A Separate Creation: The Search for the Biological Origins of Sexual Orientation, also published with the subtitle How Biology Makes Us Gay, is a 1996 book about the development of sexual orientation by the journalist Chandler Burr. It received mainly positive reviews, commending it as a useful discussion of scientific research on sexual orientation and the politics surrounding the issue.

Snakes in Suits: When Psychopaths Go to Work is a 2006 non-fiction book by industrial psychologist Paul Babiak and criminal psychologist Robert D. Hare.

Stumbling on Happiness is a non-fiction book by Daniel Gilbert. It was published in the United States and Canada in 2006 by Knopf, and has been translated into more than 30 languages. It is a New York Times bestseller.

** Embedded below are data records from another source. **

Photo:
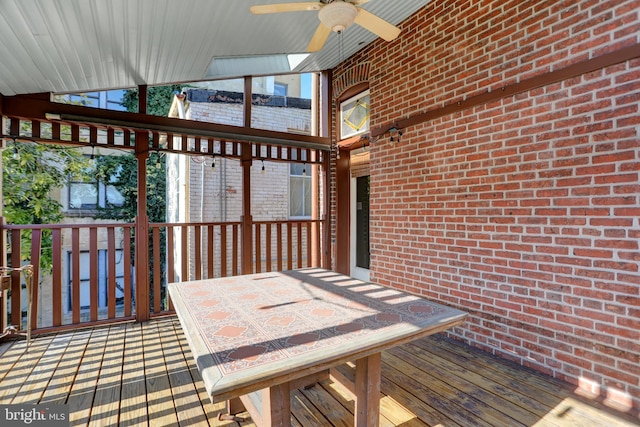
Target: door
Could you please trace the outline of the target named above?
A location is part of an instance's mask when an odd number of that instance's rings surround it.
[[[369,280],[369,176],[351,180],[351,276]]]

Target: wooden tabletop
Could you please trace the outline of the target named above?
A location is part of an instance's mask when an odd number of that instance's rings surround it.
[[[169,293],[214,402],[378,353],[467,316],[317,268],[172,283]]]

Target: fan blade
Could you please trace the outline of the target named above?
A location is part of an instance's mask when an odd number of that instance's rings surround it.
[[[313,34],[313,37],[309,42],[309,46],[307,46],[307,52],[317,52],[322,49],[322,46],[324,46],[324,42],[327,41],[329,34],[331,34],[329,27],[324,24],[318,25],[318,29]]]
[[[395,39],[400,34],[400,28],[395,25],[391,25],[384,19],[377,17],[365,9],[358,8],[358,15],[353,22],[371,31],[373,34],[382,37],[388,42]]]
[[[324,6],[320,2],[306,2],[306,3],[279,3],[279,4],[263,4],[258,6],[251,6],[249,10],[255,15],[263,15],[265,13],[280,13],[280,12],[298,12],[305,10],[320,10]]]

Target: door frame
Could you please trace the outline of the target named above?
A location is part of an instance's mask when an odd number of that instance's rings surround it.
[[[359,280],[366,282],[371,280],[371,270],[368,268],[362,268],[356,266],[356,239],[358,238],[356,230],[356,219],[358,216],[357,210],[357,193],[358,193],[358,178],[351,177],[350,182],[350,218],[349,218],[349,275]],[[371,251],[369,251],[371,252]]]

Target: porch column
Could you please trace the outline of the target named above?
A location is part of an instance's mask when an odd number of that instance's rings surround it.
[[[147,216],[147,159],[149,158],[149,133],[138,131],[136,159],[138,160],[138,212],[136,216],[136,320],[149,320],[149,217]]]
[[[242,143],[242,274],[253,273],[253,217],[251,216],[251,144]]]

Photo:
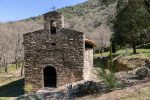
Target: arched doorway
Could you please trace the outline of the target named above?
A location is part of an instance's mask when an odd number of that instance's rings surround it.
[[[44,87],[56,87],[56,69],[47,66],[44,68]]]

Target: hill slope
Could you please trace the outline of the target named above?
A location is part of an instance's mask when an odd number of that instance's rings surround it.
[[[97,47],[109,45],[111,26],[116,13],[116,0],[88,0],[76,6],[58,9],[65,16],[65,28],[82,31]],[[42,16],[16,22],[0,23],[0,55],[2,62],[20,58],[22,35],[43,28]],[[15,52],[19,53],[15,53]]]

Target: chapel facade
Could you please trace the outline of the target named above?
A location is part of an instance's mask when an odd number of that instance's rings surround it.
[[[64,28],[59,12],[48,12],[43,18],[44,29],[23,35],[25,85],[37,91],[88,80],[94,42],[85,39],[83,32]]]

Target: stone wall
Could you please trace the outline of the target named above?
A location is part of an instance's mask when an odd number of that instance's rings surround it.
[[[57,72],[57,87],[83,79],[84,34],[61,29],[56,34],[39,30],[24,34],[25,84],[34,91],[44,87],[43,69],[52,66]]]
[[[84,53],[84,70],[83,78],[84,80],[93,80],[93,48],[85,48]]]

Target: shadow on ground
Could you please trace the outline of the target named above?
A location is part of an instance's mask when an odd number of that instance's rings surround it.
[[[0,87],[0,97],[18,97],[24,94],[24,79]]]

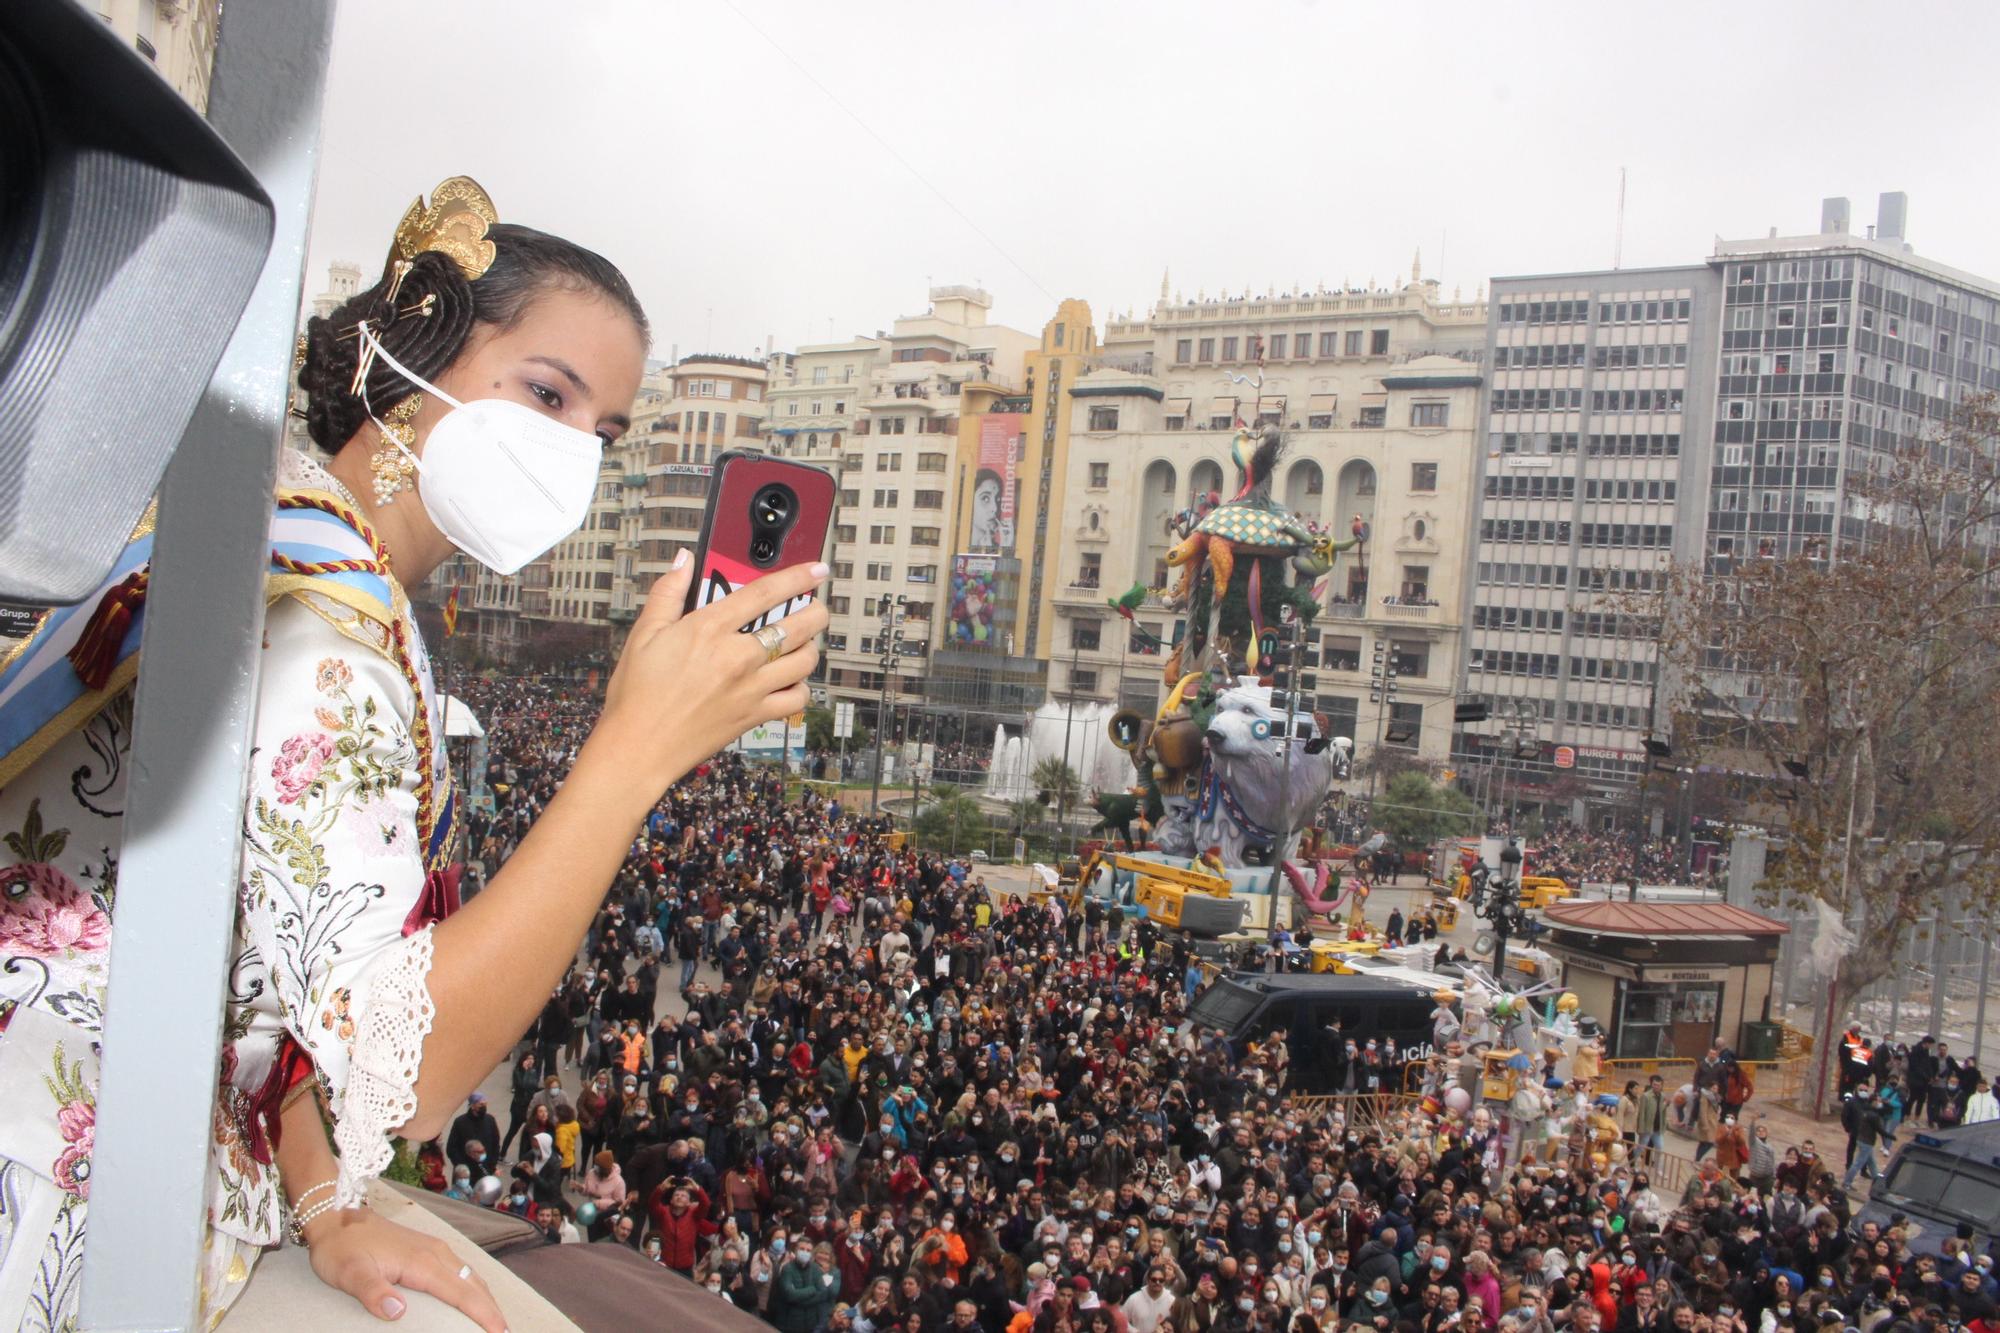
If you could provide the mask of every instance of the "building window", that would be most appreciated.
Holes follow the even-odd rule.
[[[1111,464],[1092,463],[1090,465],[1090,489],[1101,491],[1111,484]]]
[[[847,608],[848,600],[845,597],[829,597],[826,599],[826,609],[830,615],[844,616],[847,614]]]
[[[1194,339],[1182,338],[1174,344],[1174,364],[1184,366],[1194,358]]]
[[[1303,335],[1303,334],[1301,334],[1300,336],[1301,336],[1301,337],[1303,337],[1304,335]],[[1269,353],[1269,355],[1270,355],[1270,358],[1271,358],[1271,360],[1273,360],[1273,361],[1283,361],[1283,360],[1285,359],[1285,335],[1284,335],[1284,334],[1282,334],[1282,333],[1274,333],[1274,334],[1272,334],[1272,335],[1271,335],[1271,350],[1270,350],[1270,353]]]
[[[868,540],[876,546],[894,546],[896,544],[896,529],[893,527],[884,527],[880,523],[877,523],[868,529]]]
[[[1354,695],[1322,694],[1319,697],[1319,711],[1326,714],[1326,731],[1329,736],[1346,736],[1352,739],[1354,733],[1361,729],[1361,700]]]
[[[845,542],[850,546],[853,545],[854,525],[852,523],[842,523],[833,530],[833,539],[837,542]]]
[[[1086,653],[1096,652],[1101,628],[1095,620],[1070,621],[1069,646]]]
[[[1236,359],[1236,339],[1224,338],[1222,340],[1222,359],[1224,361],[1234,361]]]
[[[1340,354],[1340,335],[1338,333],[1320,334],[1319,354],[1324,357],[1338,356]]]
[[[877,509],[894,509],[896,507],[896,488],[893,486],[886,488],[876,487],[875,507]]]
[[[1210,430],[1228,430],[1235,424],[1236,419],[1234,417],[1224,416],[1220,412],[1208,419],[1208,428]]]
[[[1203,338],[1201,340],[1201,356],[1197,359],[1202,361],[1215,360],[1215,339]]]
[[[1441,430],[1451,424],[1450,403],[1411,403],[1410,424]]]
[[[1361,640],[1353,635],[1327,635],[1320,640],[1319,663],[1328,671],[1361,670]]]
[[[944,470],[945,470],[945,462],[944,462],[944,455],[943,455],[943,454],[918,454],[918,455],[917,455],[917,471],[919,471],[919,472],[942,472],[942,471],[944,471]]]
[[[1079,588],[1097,587],[1098,580],[1104,573],[1104,557],[1096,551],[1085,551],[1081,560],[1082,563],[1076,571],[1076,586]]]
[[[910,545],[912,546],[936,546],[942,540],[943,535],[936,528],[910,529]]]
[[[1115,407],[1093,407],[1090,409],[1090,429],[1117,430],[1118,409]]]
[[[944,492],[918,491],[912,503],[918,509],[942,509],[944,508]]]
[[[1421,606],[1430,601],[1431,567],[1429,565],[1403,566],[1403,600]],[[1400,670],[1400,668],[1398,668]],[[1408,674],[1408,673],[1405,673]],[[1421,675],[1421,672],[1417,674]]]
[[[1424,706],[1417,703],[1390,704],[1389,726],[1384,734],[1387,744],[1414,750],[1423,743]]]
[[[910,566],[910,573],[909,573],[909,581],[910,581],[911,583],[936,583],[936,582],[937,582],[937,566],[936,566],[936,565],[911,565],[911,566]]]
[[[1069,686],[1078,694],[1097,693],[1097,673],[1078,669],[1069,673]]]
[[[1368,355],[1389,355],[1389,330],[1371,329],[1368,333]]]
[[[1363,430],[1380,430],[1388,424],[1389,409],[1386,407],[1364,407],[1355,425]]]
[[[1438,465],[1436,463],[1410,464],[1410,489],[1413,491],[1434,491],[1438,488]]]
[[[1346,346],[1346,351],[1347,351],[1347,355],[1349,355],[1349,356],[1360,356],[1360,355],[1361,355],[1361,330],[1360,330],[1360,329],[1349,329],[1349,330],[1347,331],[1347,341],[1346,341],[1346,344],[1345,344],[1345,346]]]

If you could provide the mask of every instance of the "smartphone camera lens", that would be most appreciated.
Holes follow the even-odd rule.
[[[760,565],[769,564],[778,558],[778,543],[769,537],[758,536],[751,538],[750,558]]]
[[[752,517],[764,528],[783,527],[792,512],[792,497],[779,487],[760,492],[751,506]]]

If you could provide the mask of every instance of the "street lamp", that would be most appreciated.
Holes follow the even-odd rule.
[[[1515,935],[1539,934],[1521,906],[1521,842],[1508,835],[1500,849],[1500,868],[1490,869],[1484,860],[1472,866],[1472,911],[1493,927],[1493,979],[1501,982],[1507,966],[1507,941]]]
[[[1292,834],[1296,831],[1292,827],[1291,819],[1292,742],[1299,732],[1298,717],[1302,707],[1310,717],[1310,694],[1318,685],[1317,678],[1299,671],[1303,665],[1301,657],[1304,645],[1300,641],[1300,636],[1304,628],[1305,622],[1294,615],[1286,629],[1285,637],[1279,640],[1276,651],[1272,654],[1277,660],[1271,670],[1271,708],[1273,711],[1284,710],[1284,720],[1272,727],[1279,755],[1278,791],[1281,796],[1278,808],[1284,813],[1284,822],[1277,831],[1277,844],[1271,848],[1271,884],[1268,890],[1271,919],[1264,928],[1264,939],[1267,943],[1278,938],[1278,903],[1281,900],[1278,885],[1285,869],[1285,852],[1291,845]],[[1305,729],[1312,730],[1310,722]],[[1316,812],[1307,814],[1308,820],[1312,818],[1313,813]],[[1282,972],[1285,970],[1285,960],[1273,956],[1271,966],[1273,971]]]
[[[896,600],[882,599],[881,642],[882,656],[876,665],[882,669],[882,695],[875,705],[875,781],[868,796],[868,814],[875,818],[882,813],[882,733],[889,725],[889,682],[895,679],[896,659],[903,647],[903,603],[902,594]]]
[[[1083,645],[1076,637],[1076,627],[1081,624],[1095,624],[1099,626],[1101,631],[1103,623],[1101,619],[1090,616],[1072,617],[1069,622],[1069,710],[1063,717],[1063,771],[1062,780],[1056,785],[1056,827],[1062,829],[1067,835],[1069,850],[1072,854],[1076,851],[1076,831],[1068,827],[1070,788],[1069,741],[1070,728],[1076,724],[1076,669],[1079,656],[1083,652]],[[1077,773],[1076,780],[1077,784],[1081,786],[1083,774],[1080,772]]]
[[[1369,818],[1374,818],[1375,783],[1382,772],[1382,724],[1396,701],[1396,655],[1384,639],[1375,640],[1375,662],[1368,672],[1368,702],[1375,705],[1375,748],[1368,752]]]

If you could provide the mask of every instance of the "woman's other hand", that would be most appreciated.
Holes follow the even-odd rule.
[[[486,1283],[436,1236],[391,1222],[373,1209],[350,1208],[313,1219],[306,1243],[319,1280],[346,1292],[378,1319],[403,1317],[408,1302],[396,1291],[400,1286],[428,1292],[486,1333],[506,1333],[507,1321]]]
[[[826,628],[825,600],[773,622],[785,634],[776,661],[765,661],[764,645],[741,630],[810,595],[827,573],[824,564],[795,565],[683,614],[694,577],[683,550],[632,626],[593,736],[612,740],[627,763],[640,766],[634,776],[657,793],[752,727],[802,711]]]

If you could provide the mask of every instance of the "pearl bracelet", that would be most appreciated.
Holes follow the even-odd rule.
[[[321,1190],[333,1189],[337,1183],[338,1181],[336,1180],[321,1181],[311,1189],[301,1191],[299,1200],[302,1202],[319,1193]],[[297,1203],[294,1203],[291,1209],[288,1210],[291,1213],[291,1217],[287,1226],[287,1235],[290,1237],[292,1244],[304,1245],[306,1243],[306,1224],[320,1216],[320,1214],[331,1211],[336,1202],[336,1197],[329,1194],[310,1208],[300,1208]]]

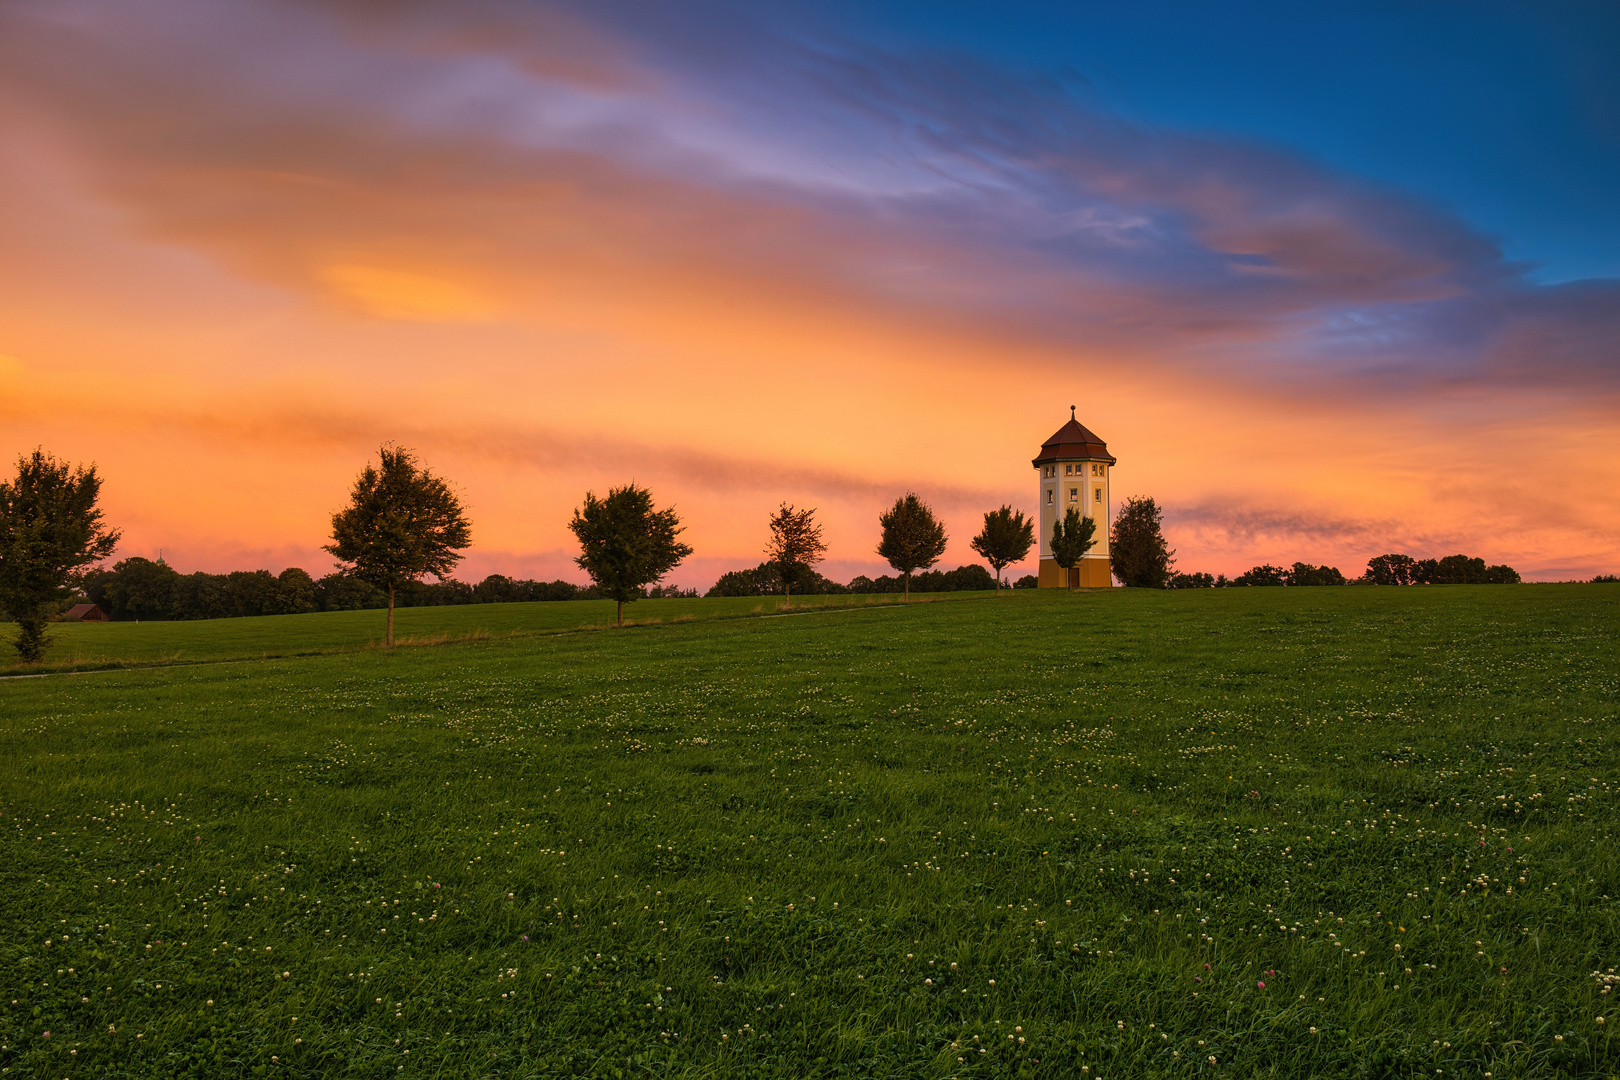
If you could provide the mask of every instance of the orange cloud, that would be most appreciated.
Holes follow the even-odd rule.
[[[407,322],[487,322],[490,300],[462,282],[383,266],[335,263],[318,277],[368,315]]]
[[[820,169],[745,115],[812,132],[808,76],[705,97],[577,17],[44,10],[0,12],[0,429],[99,461],[126,551],[320,569],[397,440],[472,505],[475,575],[571,573],[568,512],[632,478],[690,525],[683,582],[783,499],[875,572],[908,489],[954,565],[1072,403],[1184,567],[1620,562],[1612,283],[1529,287],[1281,152],[857,57],[839,85],[890,89]]]

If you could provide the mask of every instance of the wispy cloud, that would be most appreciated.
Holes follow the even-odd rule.
[[[1135,433],[1116,452],[1173,496],[1184,546],[1258,552],[1462,543],[1492,486],[1426,498],[1439,463],[1486,468],[1485,432],[1522,446],[1550,416],[1612,415],[1620,283],[1537,285],[1444,207],[1127,122],[1083,80],[811,27],[705,4],[12,0],[0,110],[72,162],[121,243],[286,298],[252,301],[257,337],[214,374],[181,330],[137,343],[219,385],[124,410],[221,446],[414,440],[474,475],[639,472],[683,498],[791,477],[862,515],[926,485],[966,514],[1016,497],[1021,457],[1079,399],[1105,436]],[[0,270],[21,279],[25,257]],[[111,303],[50,287],[64,311]],[[81,326],[8,318],[0,349],[81,362],[50,359]],[[278,404],[288,378],[319,404]],[[379,383],[407,404],[329,397]],[[626,435],[601,385],[668,407]],[[1305,409],[1324,434],[1299,431]],[[1325,434],[1361,417],[1437,463],[1365,516]],[[1206,445],[1288,427],[1257,509],[1217,498],[1189,424]],[[1609,475],[1558,455],[1563,476]],[[1263,509],[1313,487],[1319,513]],[[1523,511],[1537,558],[1620,521],[1612,493],[1577,512],[1578,487],[1546,490],[1558,505]]]

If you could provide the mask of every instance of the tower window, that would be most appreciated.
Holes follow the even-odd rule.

Why People Believe Weird Things: Pseudoscience, Superstition, and Other Confusions of Our Time is a 1997 book by science writer Michael Shermer. The foreword was written by Stephen Jay Gould.

Wired for Thought: How the Brain is Shaping the Future of the Internet is a book by entrepreneur Jeffrey Stibel that argues that the human brain and the Internet are similar and suggests that the Internet is further evolving into a brain. Besides his focus on the science and technology behind this evolution, the author also discusses its effects on Internet companies. The book was published by Harvard University Press in 2009.